За стенами Училища живописи, ваяния и зодчества бурлила жизнь. Скульптор Волнухин в своей вечно грязной каморке что-то набрасывал на покосившийся этюдник. Студенты-первокурсники в большой аудитории, в восторге от собственной важности, писали нагую натурщицу. В двери другой аудитории врывался пьяненький Саврасов, звал студентов на пленэры, на раздолье, вон из прокуренных классов. На широком подоконнике отцовской служебной квартиры лежал молодой Пастернак - глядел свысока на Мясницкую, сочинял свои первые строфы.

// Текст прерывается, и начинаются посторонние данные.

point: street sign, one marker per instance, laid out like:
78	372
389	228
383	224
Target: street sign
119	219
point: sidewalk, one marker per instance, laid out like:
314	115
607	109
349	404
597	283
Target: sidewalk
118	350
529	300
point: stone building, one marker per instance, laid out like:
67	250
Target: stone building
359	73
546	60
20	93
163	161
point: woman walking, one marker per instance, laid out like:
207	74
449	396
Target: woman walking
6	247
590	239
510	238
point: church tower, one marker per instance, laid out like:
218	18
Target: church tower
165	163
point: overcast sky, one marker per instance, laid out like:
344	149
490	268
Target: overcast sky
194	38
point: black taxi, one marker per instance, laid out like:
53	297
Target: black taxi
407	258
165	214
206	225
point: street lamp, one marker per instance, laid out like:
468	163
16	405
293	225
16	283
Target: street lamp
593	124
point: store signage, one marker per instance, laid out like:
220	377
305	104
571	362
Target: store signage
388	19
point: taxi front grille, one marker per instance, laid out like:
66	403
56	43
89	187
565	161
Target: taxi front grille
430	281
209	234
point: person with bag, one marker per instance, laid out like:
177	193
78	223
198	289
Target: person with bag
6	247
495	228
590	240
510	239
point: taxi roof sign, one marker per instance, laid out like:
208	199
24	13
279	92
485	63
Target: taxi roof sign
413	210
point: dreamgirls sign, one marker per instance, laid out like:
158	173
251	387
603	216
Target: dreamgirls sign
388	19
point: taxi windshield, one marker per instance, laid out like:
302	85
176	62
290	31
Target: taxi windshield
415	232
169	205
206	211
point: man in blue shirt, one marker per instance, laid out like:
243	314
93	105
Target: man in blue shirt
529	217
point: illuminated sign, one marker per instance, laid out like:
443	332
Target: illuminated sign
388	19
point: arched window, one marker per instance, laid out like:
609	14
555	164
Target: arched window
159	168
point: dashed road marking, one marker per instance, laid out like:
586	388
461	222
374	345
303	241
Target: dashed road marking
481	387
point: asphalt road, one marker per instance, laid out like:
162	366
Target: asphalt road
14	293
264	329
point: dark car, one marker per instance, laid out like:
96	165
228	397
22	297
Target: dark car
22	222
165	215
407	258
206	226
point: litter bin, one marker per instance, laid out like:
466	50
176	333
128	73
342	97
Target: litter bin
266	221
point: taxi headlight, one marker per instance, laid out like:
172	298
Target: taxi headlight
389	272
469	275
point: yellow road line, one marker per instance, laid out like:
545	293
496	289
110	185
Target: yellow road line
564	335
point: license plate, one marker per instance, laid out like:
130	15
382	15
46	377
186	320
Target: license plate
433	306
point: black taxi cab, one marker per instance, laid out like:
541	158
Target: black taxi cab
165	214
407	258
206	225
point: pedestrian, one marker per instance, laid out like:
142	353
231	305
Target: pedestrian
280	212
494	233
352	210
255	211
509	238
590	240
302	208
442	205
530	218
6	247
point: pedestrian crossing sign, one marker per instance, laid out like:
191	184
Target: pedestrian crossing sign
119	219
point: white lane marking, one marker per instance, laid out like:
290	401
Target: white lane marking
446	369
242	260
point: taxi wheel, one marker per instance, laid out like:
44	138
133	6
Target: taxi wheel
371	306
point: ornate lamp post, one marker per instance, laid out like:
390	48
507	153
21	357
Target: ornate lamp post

Рядом - совсем чуть-чуть пройти Бобровым переулком - возвышалась крепость Страхового общества "Россия". Там, в дорогих и респектабельных квартирах шла совсем другая жизнь. Неслышная прислуга в мягких туфлях смахивала специальной кисточкой невидимую пыль. В гостиной за роялем музицировала барыня-хозяйка, разучивала свежий опус господина Скрябина. Над другой новинкой - повестью госпожи Чарской - в детской спальне проливала слезы ее дочь-подросток. Суета в столовой предвещала скорое возвращение со службы самого главы семейства, модного адвоката или же инженера-путейца. Расставляли рюмки, терли серебро.
Прислуга распахивала окна - для гигиенического проветривания - и в квартиру влетали звуки еще одной, третьей Москвы. Грохот копыт и ржание лошадей, понукания извозчиков, скороговорки осипших разносчиков. Рев и кряканье клаксона редкого в те времена автомобиля.
И накрывало город душное предгрозовое марево. Нет, не грозы 1917 года, а обычной грозы, метеорологической. О той, что скоро явится и порвет в клочья весь привычный жизненный уклад, никто, конечно, не задумывался. Москва радостно существовала сегодняшним днем.